By Kathryn Kircher, United Adoration Staff
I recently had the pleasure of chatting with our friends Pastor Homero Garcia and Matthew Pelletier about what it looks like at their church, La Iglesia in Mundelein, Illinois, to encourage artistic expressions of worship. This is the first in a series of excerpts from that interview.
KK: A while back, Homero, you encouraged the musicians at La Iglesia to write new songs for worship. Why is that on your heart? Why is that part of your dream for La Iglesia?
HG: For a number of reasons. Reason #1 is Ephesians chapter 4 which says that as a pastor, my job is to coach my people, to train them, to identify their gifts and talents, to bless those gifts and talents, to encourage them to grow in those gifts and talents, and to stretch them a little bit, too.
Reason #2 is because I see in the Bible that God likes new songs. You read in Psalm 40:3, for example, “The Lord put a new song in my mouth.” There’s this theme about a new song in the Bible, over and over again.
I thank God for all the songs that we sing on Sundays. They’re great. They bless my life. But we need to create new songs very frequently. Why wait for other churches or organizations to write more new songs? Why can’t we start our own new songs?
Which leads me to Reason #3: How about if we write new songs from our heart, in our own context? Each one of us, each of our churches lives a different reality, in a different context. We have different needs, different problems, different issues. We worship in different ways, different styles, and with different rhythms. So we want to create our own songs, while at the same time embracing others’. We enrich the Body of Christ when we do that.
K: Matthew, how has Homero’s request for new songs impacted you?
M: It’s really empowering when somebody cares; even if there’s just one person, that can be enough.

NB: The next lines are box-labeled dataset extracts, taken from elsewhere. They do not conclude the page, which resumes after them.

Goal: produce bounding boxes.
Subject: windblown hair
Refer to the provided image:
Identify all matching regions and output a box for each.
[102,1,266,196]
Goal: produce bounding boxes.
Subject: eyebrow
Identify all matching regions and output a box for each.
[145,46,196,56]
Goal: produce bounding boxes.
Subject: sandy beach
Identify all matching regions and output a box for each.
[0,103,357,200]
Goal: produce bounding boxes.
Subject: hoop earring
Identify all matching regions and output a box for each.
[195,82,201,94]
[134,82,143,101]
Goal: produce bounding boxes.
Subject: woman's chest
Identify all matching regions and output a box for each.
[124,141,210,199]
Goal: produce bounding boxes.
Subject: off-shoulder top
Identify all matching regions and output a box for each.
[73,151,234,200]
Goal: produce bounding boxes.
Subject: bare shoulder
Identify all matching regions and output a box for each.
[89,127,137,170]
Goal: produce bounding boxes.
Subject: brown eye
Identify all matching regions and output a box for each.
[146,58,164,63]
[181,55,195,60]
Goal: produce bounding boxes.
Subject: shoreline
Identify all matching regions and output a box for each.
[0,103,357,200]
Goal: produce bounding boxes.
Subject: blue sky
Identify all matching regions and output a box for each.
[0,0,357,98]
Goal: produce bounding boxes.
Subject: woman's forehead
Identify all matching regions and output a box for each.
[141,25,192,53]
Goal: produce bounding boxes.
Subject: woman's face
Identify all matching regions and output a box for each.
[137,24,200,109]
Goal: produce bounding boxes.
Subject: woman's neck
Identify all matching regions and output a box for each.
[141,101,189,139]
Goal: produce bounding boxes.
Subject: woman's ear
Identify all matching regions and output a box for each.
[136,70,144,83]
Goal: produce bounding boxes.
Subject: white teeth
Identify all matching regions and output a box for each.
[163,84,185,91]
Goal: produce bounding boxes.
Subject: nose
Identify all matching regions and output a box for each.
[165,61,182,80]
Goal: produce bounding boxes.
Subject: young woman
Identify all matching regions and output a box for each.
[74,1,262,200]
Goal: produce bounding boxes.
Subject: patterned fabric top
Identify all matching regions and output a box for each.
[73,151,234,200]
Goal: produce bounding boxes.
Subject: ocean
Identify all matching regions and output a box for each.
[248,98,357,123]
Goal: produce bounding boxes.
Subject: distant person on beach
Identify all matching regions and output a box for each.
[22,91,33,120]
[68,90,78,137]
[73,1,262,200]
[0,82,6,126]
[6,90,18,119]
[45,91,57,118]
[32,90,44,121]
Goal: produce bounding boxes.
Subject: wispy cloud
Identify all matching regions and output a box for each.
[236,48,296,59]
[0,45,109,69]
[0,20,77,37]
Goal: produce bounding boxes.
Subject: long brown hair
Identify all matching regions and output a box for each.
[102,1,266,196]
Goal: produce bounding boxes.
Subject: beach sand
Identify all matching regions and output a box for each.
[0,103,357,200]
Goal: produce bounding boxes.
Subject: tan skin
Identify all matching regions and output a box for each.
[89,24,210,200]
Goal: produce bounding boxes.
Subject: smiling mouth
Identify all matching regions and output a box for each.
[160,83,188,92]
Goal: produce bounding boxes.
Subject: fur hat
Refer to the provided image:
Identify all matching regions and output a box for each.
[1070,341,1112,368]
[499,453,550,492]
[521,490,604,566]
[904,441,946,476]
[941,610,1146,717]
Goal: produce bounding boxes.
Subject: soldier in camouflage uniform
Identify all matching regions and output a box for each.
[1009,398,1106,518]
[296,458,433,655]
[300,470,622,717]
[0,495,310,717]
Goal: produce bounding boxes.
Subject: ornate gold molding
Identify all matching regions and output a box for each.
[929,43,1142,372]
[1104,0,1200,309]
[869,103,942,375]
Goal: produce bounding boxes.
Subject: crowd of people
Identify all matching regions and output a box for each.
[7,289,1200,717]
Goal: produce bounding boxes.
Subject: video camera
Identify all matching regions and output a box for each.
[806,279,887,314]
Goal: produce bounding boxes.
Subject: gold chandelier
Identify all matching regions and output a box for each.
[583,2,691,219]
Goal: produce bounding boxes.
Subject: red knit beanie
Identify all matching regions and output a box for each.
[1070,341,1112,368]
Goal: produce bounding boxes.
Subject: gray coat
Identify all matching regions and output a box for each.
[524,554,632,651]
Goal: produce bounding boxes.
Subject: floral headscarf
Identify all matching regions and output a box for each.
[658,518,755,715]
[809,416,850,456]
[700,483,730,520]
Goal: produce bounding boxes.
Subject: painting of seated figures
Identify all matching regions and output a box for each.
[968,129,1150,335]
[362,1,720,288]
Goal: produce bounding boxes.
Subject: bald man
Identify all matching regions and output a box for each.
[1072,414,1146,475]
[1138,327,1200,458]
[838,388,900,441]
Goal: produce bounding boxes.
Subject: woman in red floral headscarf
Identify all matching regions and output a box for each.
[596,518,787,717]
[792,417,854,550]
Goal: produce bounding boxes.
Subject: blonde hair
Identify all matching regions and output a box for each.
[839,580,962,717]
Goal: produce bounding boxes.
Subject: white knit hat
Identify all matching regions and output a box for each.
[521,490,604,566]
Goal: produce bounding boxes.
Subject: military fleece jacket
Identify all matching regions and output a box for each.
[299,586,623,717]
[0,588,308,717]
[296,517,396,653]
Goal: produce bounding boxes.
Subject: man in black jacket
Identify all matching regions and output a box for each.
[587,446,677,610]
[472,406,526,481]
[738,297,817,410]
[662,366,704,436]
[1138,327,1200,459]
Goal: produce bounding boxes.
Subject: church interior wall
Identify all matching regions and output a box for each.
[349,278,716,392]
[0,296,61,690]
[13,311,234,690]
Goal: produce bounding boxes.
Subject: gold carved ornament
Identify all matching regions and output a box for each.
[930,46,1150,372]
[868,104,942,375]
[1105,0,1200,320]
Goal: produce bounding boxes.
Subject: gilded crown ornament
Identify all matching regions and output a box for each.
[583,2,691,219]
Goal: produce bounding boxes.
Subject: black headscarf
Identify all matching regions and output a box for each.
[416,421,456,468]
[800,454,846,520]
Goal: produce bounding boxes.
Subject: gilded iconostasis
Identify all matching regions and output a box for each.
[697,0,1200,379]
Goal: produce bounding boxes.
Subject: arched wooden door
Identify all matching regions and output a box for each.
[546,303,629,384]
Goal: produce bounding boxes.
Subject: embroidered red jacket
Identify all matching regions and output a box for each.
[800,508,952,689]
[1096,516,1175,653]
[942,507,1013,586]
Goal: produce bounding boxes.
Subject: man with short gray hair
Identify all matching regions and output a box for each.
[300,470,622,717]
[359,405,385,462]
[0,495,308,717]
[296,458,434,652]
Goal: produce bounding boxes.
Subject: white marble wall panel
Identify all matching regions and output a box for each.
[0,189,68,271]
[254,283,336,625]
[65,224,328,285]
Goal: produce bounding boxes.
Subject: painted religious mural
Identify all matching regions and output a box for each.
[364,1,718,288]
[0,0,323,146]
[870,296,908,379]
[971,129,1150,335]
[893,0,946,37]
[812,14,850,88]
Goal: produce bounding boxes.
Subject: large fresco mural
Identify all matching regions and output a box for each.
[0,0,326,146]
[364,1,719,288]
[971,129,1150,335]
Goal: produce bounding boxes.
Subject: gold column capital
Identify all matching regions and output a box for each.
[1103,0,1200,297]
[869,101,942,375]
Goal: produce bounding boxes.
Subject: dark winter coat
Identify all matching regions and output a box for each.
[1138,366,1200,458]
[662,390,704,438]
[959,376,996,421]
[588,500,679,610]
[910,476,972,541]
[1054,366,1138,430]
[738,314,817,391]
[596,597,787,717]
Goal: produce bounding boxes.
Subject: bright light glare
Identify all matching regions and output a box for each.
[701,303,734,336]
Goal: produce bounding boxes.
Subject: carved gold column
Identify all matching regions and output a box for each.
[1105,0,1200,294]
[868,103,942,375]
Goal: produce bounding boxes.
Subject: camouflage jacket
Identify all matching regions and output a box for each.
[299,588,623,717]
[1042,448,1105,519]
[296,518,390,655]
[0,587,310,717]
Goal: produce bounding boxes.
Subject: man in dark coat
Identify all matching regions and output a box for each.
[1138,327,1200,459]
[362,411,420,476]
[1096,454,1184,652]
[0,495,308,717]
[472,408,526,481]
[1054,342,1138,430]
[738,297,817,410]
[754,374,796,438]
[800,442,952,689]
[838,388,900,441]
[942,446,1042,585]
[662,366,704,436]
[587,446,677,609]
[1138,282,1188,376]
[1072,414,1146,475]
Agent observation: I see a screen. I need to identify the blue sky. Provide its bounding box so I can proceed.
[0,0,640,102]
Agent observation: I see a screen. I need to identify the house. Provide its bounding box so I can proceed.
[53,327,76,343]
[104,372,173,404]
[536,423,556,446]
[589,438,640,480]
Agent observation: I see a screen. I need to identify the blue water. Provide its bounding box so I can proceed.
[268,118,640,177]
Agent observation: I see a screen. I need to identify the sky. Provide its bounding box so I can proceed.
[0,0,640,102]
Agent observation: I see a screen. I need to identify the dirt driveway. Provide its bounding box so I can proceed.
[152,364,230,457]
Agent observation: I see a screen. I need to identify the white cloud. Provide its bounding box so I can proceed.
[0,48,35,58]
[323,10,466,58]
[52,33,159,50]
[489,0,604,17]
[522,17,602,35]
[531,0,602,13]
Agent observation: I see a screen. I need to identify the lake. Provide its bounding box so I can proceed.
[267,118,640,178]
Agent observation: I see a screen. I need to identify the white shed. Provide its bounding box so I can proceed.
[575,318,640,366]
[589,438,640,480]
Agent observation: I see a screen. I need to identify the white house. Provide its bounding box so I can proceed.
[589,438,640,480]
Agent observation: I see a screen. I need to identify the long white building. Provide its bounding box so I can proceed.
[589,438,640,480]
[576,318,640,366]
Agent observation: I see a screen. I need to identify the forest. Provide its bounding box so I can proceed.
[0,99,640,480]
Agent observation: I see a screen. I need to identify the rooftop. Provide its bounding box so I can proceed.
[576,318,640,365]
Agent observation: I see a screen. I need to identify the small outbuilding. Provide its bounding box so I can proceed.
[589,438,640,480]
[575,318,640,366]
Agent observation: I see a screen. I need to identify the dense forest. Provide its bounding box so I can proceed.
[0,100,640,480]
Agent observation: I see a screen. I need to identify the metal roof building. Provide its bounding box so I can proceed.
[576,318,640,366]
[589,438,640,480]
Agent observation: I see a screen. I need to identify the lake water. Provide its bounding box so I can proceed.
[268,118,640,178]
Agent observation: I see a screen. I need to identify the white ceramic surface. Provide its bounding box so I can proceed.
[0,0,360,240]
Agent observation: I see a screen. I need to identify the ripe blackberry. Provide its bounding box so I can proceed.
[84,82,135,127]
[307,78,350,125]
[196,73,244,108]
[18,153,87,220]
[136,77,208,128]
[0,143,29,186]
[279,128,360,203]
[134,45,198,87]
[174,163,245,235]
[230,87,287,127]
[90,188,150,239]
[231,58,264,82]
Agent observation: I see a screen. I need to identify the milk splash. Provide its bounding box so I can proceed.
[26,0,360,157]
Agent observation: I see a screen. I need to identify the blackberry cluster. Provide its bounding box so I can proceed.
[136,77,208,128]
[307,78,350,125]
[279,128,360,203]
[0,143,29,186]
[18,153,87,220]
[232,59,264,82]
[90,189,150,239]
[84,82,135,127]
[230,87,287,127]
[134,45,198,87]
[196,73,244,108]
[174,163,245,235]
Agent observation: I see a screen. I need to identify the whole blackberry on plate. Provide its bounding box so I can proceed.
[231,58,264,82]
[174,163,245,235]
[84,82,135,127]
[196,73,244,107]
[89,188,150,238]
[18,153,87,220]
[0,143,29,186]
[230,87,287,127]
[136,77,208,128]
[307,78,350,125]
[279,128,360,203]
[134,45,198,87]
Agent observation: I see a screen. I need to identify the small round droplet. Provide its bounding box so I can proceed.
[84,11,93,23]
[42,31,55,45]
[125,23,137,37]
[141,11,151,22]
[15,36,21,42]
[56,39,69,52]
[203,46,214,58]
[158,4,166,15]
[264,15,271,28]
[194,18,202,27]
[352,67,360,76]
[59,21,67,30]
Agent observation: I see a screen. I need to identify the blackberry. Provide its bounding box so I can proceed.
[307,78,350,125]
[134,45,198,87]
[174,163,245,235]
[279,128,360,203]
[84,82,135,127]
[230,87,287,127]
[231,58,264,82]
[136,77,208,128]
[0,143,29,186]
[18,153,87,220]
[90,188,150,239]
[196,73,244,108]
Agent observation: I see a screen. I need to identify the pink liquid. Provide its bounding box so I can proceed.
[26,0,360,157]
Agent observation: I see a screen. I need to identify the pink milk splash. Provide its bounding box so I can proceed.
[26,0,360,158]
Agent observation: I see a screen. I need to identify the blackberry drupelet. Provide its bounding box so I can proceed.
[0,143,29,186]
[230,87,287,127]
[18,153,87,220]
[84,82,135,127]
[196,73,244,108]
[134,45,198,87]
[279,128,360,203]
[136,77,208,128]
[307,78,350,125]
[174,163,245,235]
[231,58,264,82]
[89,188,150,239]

A lot of times you might have that little itch to write a song, but if you think nobody cares, you’d really have to want to do it just for the discipline of it—because you’ve somehow decided internally to do it. But when your spiritual authority, your pastor, your friend, says, “I want this to be in the church. Our church needs this,” you feel empowered.
And there are plenty of other things that can be barriers to songwriting. For example, I think a lot of times composers tend to be really humble. We’re trying to write for the Lord, and we don’t want ego to get in the way. We don’t want to give the impression that we’re trying to start a musical career or be some well-known person. We don’t want to be promoting ourselves. Those who have a humble attitude might have all these hesitations about trying to write our own song.
Then you think in your own mind, “The congregation just wants to sing the popular songs, the songs they already know—the ones they might hear on YouTube or somewhere else. They don’t want to hear my Podunk, goofy little songs that are only half-baked, not professionally recorded. Nobody wants to sing those.”
Another part of it is that we get used to learning a new song by analyzing and listening to someone else’s arrangement. You look up YouTube videos about how to do one thing or another. You listen to different versions. And maybe, as in our case, you’re trying to interpret something into Spanish for the “latest and greatest” from one of the big names out there. We become accustomed to that—just listening and copying what others have done.
Here’s something else that could keep us from writing new songs for worship. Now that we’re starting to do some of our own songs, it’s hard because we don’t want to sing something that we know could be better. But it’s a lot of work because you have to dream up the arrangement on your own: the intros, the outros, the bridges, how many beats here, how many beats there, do you go up or down. There are all those details, but you have no model to go from, so it takes a lot more effort.
As a songwriter, all these thoughts are going through your mind. So without the encouragement of your pastor, they might just take over, and your worship songs stay unwritten.